After graduating from high school, she went to the Academy of Fine Arts in Florence, which she left to move to Rome. In 1947, together with Attardi, Consagra, Dorazio, Guerrini, Perilli, Sanfilippo and Turcato, she drafted the Forma 1 manifesto with which the young artists reconciled abstract art and civic engagement. Her first solo show was at the Age D’Or gallery in Rome in 1950, with a presentation by Giulio Turcato. In 1951 she participated in the exhibition “Abstract and Concrete Art in Italy” at the National Gallery of Modern Art in Rome. From 1953 she embarked on a new research based on the poetics of sign. In 1959 she held two solo exhibitions: one in Rome at Galleria La Salita and the other in Turin at Galleria Notizie, both accompanied by a presentation by Michel Tapié. In 1964 she is present at the Venice Biennale with a solo room. She develops the research based on the dialectical sign-color relationship, begun in the 1950s, by experimenting with new techniques and materials other than conventional ones such as transparent sicofoil. Made by transparent sicofoil are the painted surfaces of the environments made since the mid-1960s: 1965 Tenda, 1969 Triplice Tenda, 1967 Ambiente Arancio, 2000 Casa labirinto. She exhibited in a number of important international exhibitions and in all major exhibitions dedicated to Italian art, including: Ambiente/Arte at the 1976 Venice Biennale; Avanguardia Transavanguardia68-77 at the Aurelian Walls in Rome in 1982; Chambres d’Amis in Ghent in 1986; Italienische Kunst 1900/1980 at the Kunstverein in Frankfurt in 1985; Italian Art in the 20th Century at the Royal Academy of Arts in London in 1989; and The Italian Metamorphosis 1943-1968 at the Guggenheim Museum in New York in 1994. She is present at the first edition of Minimalia at Palazzo Querini-Dubois in Venice in 1997, and at subsequent editions at Palazzo delle Esposizioni in Rome in 1998 and at P.S.1 in New York in 1999. In 1988 she participated again in the Venice Biennale with a solo room.
Numerous exhibitions have been dedicated to her by private galleries, such as Salvatore Ala Gallery in New York, Galerie Di Meo in Paris, Galleria Pieroni in Rome, Westend Galerie in Frankfurt, and Galerie Meert Rihoux in Brussels.
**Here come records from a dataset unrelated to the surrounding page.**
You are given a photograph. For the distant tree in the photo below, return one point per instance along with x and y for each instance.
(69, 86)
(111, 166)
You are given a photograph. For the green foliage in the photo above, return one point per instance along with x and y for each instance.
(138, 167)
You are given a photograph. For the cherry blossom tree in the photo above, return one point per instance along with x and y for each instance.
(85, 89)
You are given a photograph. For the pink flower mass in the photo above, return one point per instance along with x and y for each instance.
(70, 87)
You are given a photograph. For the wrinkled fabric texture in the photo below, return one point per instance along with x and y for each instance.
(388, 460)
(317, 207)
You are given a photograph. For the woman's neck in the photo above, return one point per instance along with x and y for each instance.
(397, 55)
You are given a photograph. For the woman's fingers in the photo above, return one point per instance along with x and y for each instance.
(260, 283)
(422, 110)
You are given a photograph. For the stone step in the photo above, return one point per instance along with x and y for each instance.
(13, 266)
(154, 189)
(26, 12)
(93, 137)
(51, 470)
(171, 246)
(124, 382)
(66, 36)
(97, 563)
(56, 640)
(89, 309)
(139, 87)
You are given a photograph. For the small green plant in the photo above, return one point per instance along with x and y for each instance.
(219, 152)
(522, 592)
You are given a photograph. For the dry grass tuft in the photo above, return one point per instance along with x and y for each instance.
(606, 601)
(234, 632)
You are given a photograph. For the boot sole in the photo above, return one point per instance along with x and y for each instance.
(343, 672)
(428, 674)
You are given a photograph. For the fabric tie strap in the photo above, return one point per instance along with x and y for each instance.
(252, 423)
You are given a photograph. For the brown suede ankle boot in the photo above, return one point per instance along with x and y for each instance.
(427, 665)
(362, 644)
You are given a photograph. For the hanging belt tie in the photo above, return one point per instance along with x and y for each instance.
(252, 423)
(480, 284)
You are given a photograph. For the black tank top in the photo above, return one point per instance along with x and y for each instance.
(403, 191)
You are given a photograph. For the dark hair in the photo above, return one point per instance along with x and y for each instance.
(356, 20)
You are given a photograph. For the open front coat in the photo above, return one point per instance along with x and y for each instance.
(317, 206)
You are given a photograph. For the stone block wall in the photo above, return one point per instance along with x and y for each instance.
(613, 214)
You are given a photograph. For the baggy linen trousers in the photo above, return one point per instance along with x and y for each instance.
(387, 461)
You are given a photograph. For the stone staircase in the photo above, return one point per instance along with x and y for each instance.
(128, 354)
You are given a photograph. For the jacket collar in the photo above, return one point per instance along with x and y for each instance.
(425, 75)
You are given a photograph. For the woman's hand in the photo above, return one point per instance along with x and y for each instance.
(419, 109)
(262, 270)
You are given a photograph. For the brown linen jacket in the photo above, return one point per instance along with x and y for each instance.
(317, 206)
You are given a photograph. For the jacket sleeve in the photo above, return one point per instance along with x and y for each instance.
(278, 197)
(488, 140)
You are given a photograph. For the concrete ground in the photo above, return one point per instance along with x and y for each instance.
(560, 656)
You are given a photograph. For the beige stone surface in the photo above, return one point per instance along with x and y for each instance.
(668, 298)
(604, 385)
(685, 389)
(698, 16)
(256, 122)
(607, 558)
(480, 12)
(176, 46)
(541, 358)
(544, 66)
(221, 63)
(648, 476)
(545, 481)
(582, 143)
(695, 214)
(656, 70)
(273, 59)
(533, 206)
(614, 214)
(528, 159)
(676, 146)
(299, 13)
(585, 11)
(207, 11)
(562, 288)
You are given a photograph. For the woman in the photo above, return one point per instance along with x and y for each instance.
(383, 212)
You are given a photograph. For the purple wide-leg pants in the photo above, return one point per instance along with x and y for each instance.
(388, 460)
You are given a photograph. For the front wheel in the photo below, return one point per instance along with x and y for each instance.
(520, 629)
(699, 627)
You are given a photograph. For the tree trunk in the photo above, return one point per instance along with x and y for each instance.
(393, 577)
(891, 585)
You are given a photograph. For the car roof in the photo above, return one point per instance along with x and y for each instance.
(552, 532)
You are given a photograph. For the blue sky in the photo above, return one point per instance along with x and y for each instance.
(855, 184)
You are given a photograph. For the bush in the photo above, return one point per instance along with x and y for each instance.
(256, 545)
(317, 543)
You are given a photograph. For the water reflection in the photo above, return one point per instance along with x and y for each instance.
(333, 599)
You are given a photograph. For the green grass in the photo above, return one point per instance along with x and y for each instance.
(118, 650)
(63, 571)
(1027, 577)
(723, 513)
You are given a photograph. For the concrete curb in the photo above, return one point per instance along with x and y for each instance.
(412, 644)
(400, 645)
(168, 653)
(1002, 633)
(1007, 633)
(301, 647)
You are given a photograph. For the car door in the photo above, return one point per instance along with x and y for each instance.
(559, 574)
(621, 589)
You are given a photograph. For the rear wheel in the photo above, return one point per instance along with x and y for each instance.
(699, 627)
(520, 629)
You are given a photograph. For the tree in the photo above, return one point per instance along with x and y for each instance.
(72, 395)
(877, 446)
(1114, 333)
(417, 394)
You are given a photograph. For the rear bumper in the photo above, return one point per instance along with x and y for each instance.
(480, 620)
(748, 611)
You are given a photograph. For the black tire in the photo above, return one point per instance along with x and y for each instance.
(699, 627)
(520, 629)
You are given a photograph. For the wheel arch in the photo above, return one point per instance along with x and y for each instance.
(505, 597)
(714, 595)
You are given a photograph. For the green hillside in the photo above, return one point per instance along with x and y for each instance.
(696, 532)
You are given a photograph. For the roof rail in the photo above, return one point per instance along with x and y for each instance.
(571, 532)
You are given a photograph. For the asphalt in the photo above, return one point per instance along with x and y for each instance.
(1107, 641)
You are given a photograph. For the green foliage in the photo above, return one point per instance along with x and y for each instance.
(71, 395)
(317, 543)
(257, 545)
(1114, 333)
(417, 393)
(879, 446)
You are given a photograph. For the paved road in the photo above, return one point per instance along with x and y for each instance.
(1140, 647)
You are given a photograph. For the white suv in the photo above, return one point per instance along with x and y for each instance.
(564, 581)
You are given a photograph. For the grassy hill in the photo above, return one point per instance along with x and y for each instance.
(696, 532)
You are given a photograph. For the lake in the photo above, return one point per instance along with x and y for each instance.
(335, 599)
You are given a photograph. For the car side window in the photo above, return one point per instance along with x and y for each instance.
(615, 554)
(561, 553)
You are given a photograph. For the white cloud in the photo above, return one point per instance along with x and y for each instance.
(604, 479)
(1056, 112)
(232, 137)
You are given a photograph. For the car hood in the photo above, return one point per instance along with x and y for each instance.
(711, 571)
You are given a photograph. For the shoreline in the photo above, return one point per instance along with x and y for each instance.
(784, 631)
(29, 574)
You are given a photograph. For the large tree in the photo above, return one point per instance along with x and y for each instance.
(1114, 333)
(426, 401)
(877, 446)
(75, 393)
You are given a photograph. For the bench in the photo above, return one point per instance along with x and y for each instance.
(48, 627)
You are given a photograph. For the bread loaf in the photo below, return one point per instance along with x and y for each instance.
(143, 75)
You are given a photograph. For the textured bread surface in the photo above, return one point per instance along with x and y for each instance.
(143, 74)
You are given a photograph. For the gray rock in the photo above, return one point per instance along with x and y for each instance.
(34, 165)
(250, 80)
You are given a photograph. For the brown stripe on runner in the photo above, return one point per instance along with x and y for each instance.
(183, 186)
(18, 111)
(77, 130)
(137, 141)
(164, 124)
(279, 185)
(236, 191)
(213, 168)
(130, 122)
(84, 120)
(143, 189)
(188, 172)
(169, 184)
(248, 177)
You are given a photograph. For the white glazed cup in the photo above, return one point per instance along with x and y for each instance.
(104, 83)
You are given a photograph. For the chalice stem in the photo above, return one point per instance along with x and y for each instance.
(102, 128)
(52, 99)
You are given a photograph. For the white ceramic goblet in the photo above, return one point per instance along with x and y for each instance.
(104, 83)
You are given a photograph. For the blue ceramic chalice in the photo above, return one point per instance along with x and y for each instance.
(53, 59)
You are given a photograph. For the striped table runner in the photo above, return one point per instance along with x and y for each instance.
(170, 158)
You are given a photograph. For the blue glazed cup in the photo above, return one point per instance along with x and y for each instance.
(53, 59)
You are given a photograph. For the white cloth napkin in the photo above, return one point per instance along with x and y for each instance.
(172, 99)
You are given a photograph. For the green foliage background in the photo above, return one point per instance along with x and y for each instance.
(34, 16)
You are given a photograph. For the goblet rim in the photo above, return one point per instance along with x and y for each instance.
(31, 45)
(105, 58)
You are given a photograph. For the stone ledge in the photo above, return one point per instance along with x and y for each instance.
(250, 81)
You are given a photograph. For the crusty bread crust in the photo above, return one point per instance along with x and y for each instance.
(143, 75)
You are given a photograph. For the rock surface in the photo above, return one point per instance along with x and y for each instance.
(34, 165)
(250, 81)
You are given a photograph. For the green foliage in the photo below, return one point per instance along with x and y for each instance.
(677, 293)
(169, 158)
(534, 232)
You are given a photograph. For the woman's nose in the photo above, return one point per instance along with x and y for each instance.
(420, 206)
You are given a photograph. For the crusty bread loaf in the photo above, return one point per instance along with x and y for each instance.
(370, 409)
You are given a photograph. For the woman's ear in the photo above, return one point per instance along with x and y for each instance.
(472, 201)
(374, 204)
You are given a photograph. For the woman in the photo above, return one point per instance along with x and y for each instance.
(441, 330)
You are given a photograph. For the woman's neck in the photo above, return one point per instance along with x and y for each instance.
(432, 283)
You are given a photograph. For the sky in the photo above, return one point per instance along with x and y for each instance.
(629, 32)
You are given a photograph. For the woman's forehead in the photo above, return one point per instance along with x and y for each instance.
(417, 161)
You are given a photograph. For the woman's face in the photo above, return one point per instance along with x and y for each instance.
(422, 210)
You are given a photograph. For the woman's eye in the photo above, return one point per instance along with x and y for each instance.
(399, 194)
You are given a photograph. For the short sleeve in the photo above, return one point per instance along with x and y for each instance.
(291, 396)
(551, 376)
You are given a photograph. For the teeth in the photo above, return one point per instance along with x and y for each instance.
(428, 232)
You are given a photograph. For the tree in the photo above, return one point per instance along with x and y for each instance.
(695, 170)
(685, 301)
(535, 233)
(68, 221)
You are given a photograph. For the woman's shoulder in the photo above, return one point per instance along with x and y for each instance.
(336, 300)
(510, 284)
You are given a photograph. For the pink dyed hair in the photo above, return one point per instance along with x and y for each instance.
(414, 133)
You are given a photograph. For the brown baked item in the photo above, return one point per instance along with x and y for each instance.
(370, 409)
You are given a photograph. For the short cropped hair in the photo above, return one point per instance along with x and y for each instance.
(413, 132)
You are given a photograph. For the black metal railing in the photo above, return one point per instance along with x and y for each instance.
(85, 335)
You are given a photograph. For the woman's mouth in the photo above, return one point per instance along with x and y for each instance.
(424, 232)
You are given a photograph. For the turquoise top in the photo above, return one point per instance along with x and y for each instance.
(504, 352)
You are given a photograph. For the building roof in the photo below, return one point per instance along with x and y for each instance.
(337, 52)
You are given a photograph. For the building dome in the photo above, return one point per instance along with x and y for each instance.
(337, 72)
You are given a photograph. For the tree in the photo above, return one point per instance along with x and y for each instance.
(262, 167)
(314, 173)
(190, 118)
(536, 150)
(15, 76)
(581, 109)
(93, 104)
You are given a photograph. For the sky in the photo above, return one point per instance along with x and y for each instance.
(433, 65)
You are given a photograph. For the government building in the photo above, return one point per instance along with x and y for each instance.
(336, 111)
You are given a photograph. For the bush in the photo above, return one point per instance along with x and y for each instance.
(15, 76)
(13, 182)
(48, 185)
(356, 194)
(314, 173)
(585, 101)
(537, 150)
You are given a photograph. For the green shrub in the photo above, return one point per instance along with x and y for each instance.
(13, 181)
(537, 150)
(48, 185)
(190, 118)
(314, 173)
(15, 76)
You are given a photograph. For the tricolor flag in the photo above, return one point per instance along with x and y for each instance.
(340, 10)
Solo exhibitions at public institutions include those at Loggetta Lombardesca, Ravenna (1983); Galleria Civica di Modena (1989); Museo Civico di Gibellina (1990); Castello di Rivoli, Turin (1994); Kunstverein Ludwigshafen (1995). In 1996 she inaugurated the permanent work created in mosaic for the Rome subway. In the same year she was awarded the title of Accademico di Brera in Milan and the honor of Cavaliere di Gran Croce by the President of the Republic in Rome. In 1997 at the Atelier del Bosco in Villa Medici, on the premises of the French Academy in Rome, a cycle of exhibitions conceived by the association for contemporary art Zerynthia was inaugurated with a solo show of her work. In 1999 a monograph edited by Germano Celant was published in the Charta editions of Milan. An exhibition at the Castello di Rivoli in 1998, at the Kunstmuseum in Bonn in 1999 and at P.S.1 in New York in 2001 is dedicated to the artwork Triplice Tenda. An exhibition at Galleria Massimo Minini in Brescia with works in sicofoil dates from 2000. In 2002 the Musée d’Art Moderne de la Ville de Paris devoted an extensive anthological exhibition to her. We also remember the exhibition at MACRO Museo d’Arte Contemporanea Roma in 2004, the one in New York at Sperone Westwater Gallery, New York University and Casa Italiana Zerilli-Marimò in 2005, the one at Galleria Valentina Bonomo in Rome in 2007, and among the most recent, the solo show at Haunch of Venison in New York in 2010, the one at Museo Carlo Bilotti and Aranciera di Villa Borghese in Rome in 2011, the one at Macro in Rome in 2015 and the one at Museo del Novecento in Milan in 2020.